- Theatrical release poster
- Directed by: Stuart Burge
- Written by: William Shakespeare
- Produced by: Anthony Havelock-Allan John Brabourne
- Starring: Laurence Olivier; Maggie Smith; Joyce Redman; Frank Finlay;
- Cinematography: Geoffrey Unsworth
- Edited by: Richard Marden
- Music by: Richard Hampton
- Production companies: BHE Films National Theatre of Great Britain
- Distributed by: Eagle-Lion Films (UK) Warner Bros. Pictures (US)
- Release date: 15 December 1965;
- Running time: 165 minutes
- Country: United Kingdom
- Language: English

= Othello (1965 British film) =

1965 film by Stuart Burge

Othello is a 1965 film based on the National Theatre Company's staging of Shakespeare's Othello (1964–1966) staged by John Dexter. Directed by Stuart Burge, the film stars Laurence Olivier, Maggie Smith, Joyce Redman, and Frank Finlay, who all received Oscar nominations, and provided film debuts for both Derek Jacobi and Michael Gambon.

==Cast==
- Laurence Olivier as Othello
- Maggie Smith as Desdemona
- Joyce Redman as Emilia
- Frank Finlay as Iago
- Derek Jacobi as Cassio
- Robert Lang as Roderigo
- Kenneth Mackintosh as Lodovico
- Anthony Nicholls as Brabantio
- Sheila Reid as Bianca
- Edward Hardwicke as Montano
- Michael Gambon as Senator/Soldier/Cypriot

==Background==
The film retains most of Shakespeare's original play, and does not change the order of scenes, as do Olivier's Hamlet and Richard III. The only major omission is the Fool's scene, although other minor lines are cut here and there, though the stage version contained more of the play than the film. Derek Jacobi (Cassio) and Michael Gambon made their film debuts in Othello, while Edward Hardwicke (Montano) would go on to work with the National for seven years.

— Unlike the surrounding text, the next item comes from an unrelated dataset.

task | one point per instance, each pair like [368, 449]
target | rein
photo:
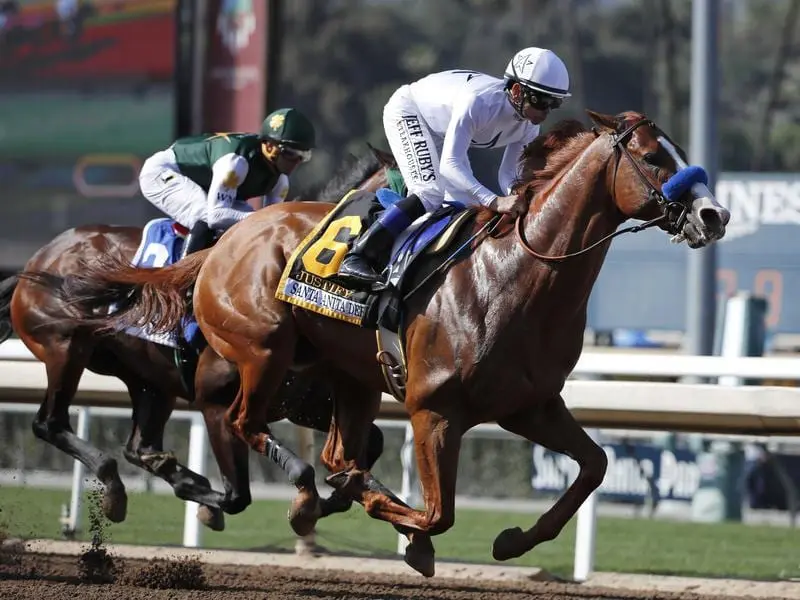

The film of Othello used enlarged duplicates of the original stage settings, rather than having elaborate new sets built. Olivier's former backers for his Shakespeare films were all deceased by 1965, and he was unable to raise the money to do a film version on location or on elaborate sets. Nearly a decade earlier, Olivier had been attempting to find financial backing for his own film version of Macbeth after he performed the role in 1955 at Stratford, but ultimately without success. The National Theatre Company had already produced a staged film of Chekhov's Uncle Vanya (1963) and would later produce Strindberg's The Dance of Death (1969). The Olivier Othello is the first English-language filmed version of the play made in colour (there had been a Russian version in colour in 1955) and widescreen. It was the second major film adaptation of the work after a production in 1952 by Orson Welles. In the U.S., it did not play the usual several-week run given to most films; instead, it played for only two days. The film was exhibited as a roadshow presentation.

Of all Olivier's Shakespeare films, Othello is the one with the least music. Iago and the soldiers sing a drinking song in one scene, and in another, musicians are seen playing briefly on exotic instruments, but, otherwise, the film has no music.

==Reception==
Olivier played Othello in blackface, adopting an accent and walk of his own invention. Columnist Inez Robb disparagingly compared Olivier's performance to Al Jolson in The Jazz Singer. She described Olivier's performance as "high camp", and said "I was certainly in tune with the gentleman sitting next to me who kept asking 'When does he sing Mammy?" Film critic Pauline Kael gave the production and Olivier's portrayal one of her most glowing reviews, shaming the major movie studios for giving Olivier so little money to make the film that he and the public had to be content with what was almost literally a filmed stage production, while other films received multimillion-dollar budgets. John Simon, while disagreeing with the approach the production's interpretation took, declared that, "Olivier plays this misconceived Othello spectacularly, in a manner that is always a perverse joy to behold".

One particular thing which has caused distinctive amounts of offense, and a device which primarily works in film rather than on-stage, was Olivier's rolling of his eyes: a mannerism often shown in early depictions of black people in blackface films. This device specifically links to Al Jolson and is unconnected to any Shakespearean-era stage direction.

It remains the only Shakespeare film in which all the principals were nominated for Oscars. Finlay (Iago) was nominated for Best Supporting Actor despite having the role with the most lines in the play: 1117 to Olivier's 856. Olivier does, however, appear on screen three minutes longer than Finlay.

In 2021, music professor Bright Sheng resigned from teaching an undergraduate musical composition class at the University of Michigan because he had shown the movie to students, allegedly without giving a warning that it contained blackface. Sheng said he had intended to show how Giuseppe Verdi adapted Shakespeare's Othello into his opera Otello.